EUROSPEECH 2003 - INTERSPEECH 2003
8th European Conference on Speech Communication and Technology

Geneva, Switzerland
September 1-4, 2003

        

Live Speech Recognition in Sports Games by Adaptation of Acoustic Model and Language Model

Yasuo Ariki (1), Takeru Shigemori (1), Tsuyoshi Kaneko (1), Jun Ogata (2), Masakiyo Fujimoto (1)
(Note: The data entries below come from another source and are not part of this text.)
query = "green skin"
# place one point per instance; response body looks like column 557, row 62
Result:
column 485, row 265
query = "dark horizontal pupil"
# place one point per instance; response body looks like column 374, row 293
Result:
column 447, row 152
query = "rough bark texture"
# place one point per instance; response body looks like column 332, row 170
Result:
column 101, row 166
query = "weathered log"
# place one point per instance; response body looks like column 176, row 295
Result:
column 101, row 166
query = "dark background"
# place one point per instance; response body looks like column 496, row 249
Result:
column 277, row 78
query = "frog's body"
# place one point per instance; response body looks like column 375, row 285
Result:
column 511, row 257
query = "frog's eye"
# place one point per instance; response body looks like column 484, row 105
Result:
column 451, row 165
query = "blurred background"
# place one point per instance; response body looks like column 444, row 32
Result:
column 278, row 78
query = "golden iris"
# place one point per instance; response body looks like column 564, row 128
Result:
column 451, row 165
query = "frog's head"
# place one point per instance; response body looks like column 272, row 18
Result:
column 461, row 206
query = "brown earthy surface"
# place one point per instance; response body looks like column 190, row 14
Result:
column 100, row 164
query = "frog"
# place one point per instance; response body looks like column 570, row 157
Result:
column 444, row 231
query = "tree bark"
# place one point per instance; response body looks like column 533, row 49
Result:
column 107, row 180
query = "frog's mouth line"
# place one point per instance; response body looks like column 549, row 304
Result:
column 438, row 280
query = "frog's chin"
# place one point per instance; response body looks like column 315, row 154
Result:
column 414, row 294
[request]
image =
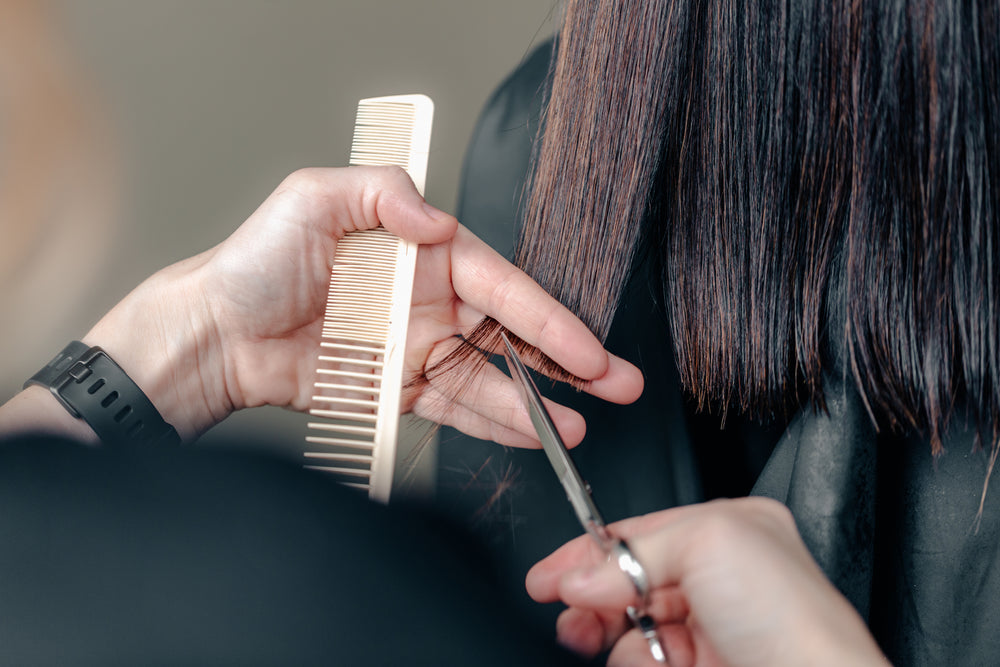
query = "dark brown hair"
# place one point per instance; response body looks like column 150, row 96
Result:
column 818, row 181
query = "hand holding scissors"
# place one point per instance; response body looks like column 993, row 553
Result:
column 583, row 504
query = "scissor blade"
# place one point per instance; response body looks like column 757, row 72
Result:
column 576, row 489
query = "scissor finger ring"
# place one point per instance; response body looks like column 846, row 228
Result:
column 630, row 565
column 633, row 569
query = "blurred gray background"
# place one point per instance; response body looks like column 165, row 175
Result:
column 183, row 115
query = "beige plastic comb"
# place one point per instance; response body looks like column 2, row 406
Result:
column 360, row 370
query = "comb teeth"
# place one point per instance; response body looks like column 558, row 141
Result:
column 360, row 367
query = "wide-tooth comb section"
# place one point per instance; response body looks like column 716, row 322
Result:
column 360, row 368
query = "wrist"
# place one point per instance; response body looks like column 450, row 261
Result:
column 161, row 335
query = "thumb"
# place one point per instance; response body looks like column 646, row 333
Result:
column 401, row 210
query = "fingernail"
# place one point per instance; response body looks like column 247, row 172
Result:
column 580, row 578
column 435, row 213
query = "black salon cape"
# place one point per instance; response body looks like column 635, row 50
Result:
column 894, row 529
column 192, row 557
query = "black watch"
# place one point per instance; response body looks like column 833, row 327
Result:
column 94, row 388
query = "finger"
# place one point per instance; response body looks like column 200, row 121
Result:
column 542, row 580
column 494, row 286
column 342, row 200
column 674, row 542
column 587, row 632
column 581, row 553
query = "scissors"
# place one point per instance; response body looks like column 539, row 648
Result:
column 580, row 498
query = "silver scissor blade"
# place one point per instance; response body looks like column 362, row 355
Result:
column 576, row 489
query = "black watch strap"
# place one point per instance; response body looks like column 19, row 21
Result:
column 93, row 387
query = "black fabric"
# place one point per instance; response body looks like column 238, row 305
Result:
column 195, row 557
column 637, row 458
column 893, row 528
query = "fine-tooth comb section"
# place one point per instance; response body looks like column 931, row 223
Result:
column 360, row 368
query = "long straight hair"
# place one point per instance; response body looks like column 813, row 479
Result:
column 818, row 180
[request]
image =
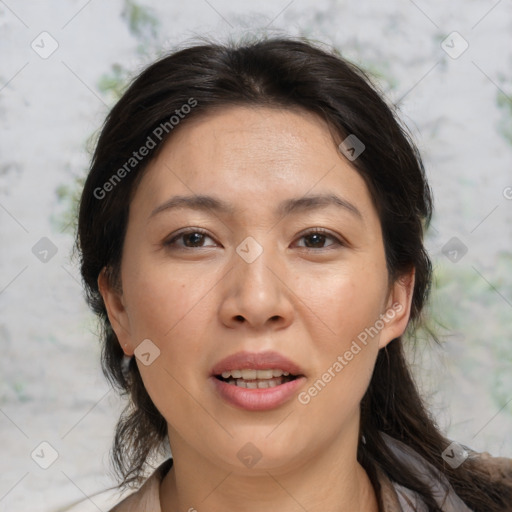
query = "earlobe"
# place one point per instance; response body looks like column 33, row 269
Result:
column 398, row 308
column 116, row 311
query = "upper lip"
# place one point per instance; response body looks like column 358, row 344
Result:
column 256, row 361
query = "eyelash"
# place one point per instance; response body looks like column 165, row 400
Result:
column 314, row 231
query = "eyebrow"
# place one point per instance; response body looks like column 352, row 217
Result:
column 286, row 207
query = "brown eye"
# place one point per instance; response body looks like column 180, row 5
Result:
column 317, row 239
column 191, row 239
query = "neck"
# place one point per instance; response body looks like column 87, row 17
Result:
column 332, row 480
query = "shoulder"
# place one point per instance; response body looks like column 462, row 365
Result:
column 147, row 497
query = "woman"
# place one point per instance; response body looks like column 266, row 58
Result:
column 251, row 238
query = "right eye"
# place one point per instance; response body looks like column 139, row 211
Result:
column 194, row 236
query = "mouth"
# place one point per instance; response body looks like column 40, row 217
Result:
column 256, row 379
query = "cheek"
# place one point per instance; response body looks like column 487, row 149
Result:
column 162, row 301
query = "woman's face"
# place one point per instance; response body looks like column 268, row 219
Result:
column 283, row 276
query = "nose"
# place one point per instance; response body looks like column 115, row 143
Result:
column 256, row 293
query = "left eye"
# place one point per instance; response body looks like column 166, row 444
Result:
column 319, row 237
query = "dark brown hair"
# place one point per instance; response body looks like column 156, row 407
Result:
column 284, row 73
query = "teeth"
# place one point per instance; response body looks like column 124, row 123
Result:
column 262, row 384
column 254, row 374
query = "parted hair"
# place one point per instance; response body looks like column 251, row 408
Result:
column 288, row 73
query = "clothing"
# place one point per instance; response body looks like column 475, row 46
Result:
column 395, row 498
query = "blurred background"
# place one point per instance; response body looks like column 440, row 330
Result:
column 63, row 64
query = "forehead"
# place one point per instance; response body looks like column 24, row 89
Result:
column 252, row 153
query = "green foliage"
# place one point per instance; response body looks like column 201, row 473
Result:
column 143, row 24
column 504, row 102
column 478, row 309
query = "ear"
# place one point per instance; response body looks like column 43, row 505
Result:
column 116, row 310
column 398, row 308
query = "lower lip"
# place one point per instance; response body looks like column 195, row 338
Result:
column 258, row 399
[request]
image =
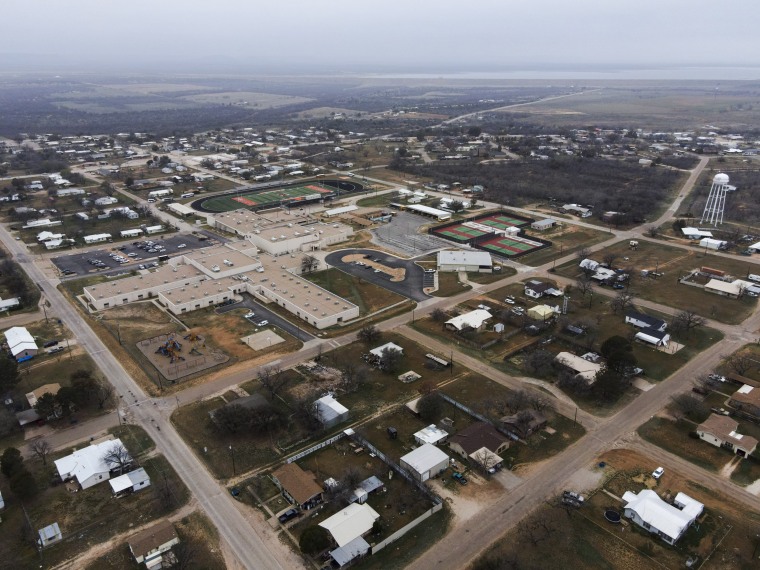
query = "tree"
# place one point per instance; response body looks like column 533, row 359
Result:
column 429, row 407
column 368, row 334
column 41, row 448
column 309, row 264
column 103, row 393
column 390, row 359
column 11, row 461
column 273, row 379
column 314, row 539
column 118, row 457
column 687, row 320
column 9, row 375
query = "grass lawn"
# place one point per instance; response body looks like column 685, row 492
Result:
column 364, row 294
column 676, row 263
column 449, row 285
column 195, row 531
column 674, row 437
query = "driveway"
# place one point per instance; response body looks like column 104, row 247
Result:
column 264, row 314
column 410, row 287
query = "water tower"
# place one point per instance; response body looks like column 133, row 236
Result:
column 716, row 201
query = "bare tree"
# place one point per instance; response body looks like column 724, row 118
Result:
column 41, row 448
column 687, row 320
column 118, row 457
column 309, row 263
column 273, row 379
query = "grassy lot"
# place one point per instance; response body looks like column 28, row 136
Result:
column 195, row 531
column 364, row 294
column 674, row 437
column 88, row 517
column 675, row 263
column 449, row 285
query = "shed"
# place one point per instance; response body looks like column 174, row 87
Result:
column 425, row 462
column 431, row 434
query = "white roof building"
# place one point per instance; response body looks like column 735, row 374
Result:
column 350, row 523
column 668, row 521
column 87, row 465
column 474, row 319
column 20, row 342
column 431, row 434
column 379, row 350
column 425, row 462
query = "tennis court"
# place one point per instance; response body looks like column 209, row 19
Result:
column 510, row 246
column 286, row 195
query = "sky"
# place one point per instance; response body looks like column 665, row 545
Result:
column 378, row 36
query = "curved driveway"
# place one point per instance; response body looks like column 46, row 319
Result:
column 410, row 287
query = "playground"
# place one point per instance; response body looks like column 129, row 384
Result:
column 177, row 355
column 286, row 196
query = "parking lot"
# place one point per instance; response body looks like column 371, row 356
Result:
column 410, row 287
column 400, row 234
column 128, row 255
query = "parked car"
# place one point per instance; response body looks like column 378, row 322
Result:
column 288, row 515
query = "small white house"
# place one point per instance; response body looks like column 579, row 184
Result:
column 425, row 462
column 668, row 521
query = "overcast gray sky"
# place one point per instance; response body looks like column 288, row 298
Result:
column 380, row 35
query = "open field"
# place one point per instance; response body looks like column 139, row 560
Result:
column 675, row 263
column 364, row 294
column 582, row 538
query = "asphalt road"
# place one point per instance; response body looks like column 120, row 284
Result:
column 262, row 313
column 410, row 287
column 244, row 540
(1) Ryukoku University, Japan
(2) AIST, Japan

This paper proposes a method to automatically extract keywords from baseball radio speech through LVCSR for highlight scene retrieval. For robust recognition, we employed acoustic and language model adaptation. In acoustic model adaptation, supervised and unsupervised adaptations were carried out using MLLR+MAP. By this two level adaptation, word accuracy was improved by 28%. In language model adaptation, language model fusion and pronunciation modification were carried out. This adaptation showed 13% improvement at word accuracy. Finally, by integrating both adaptations, 38% improvement was achieved at word accuracy level and 28% improvement at keyword accuracy level.

Full Paper

Bibliographic reference.  Ariki, Yasuo / Shigemori, Takeru / Kaneko, Tsuyoshi / Ogata, Jun / Fujimoto, Masakiyo (2003): "Live speech recognition in sports games by adaptation of acoustic model and language model", In EUROSPEECH-2003, 1453-1456.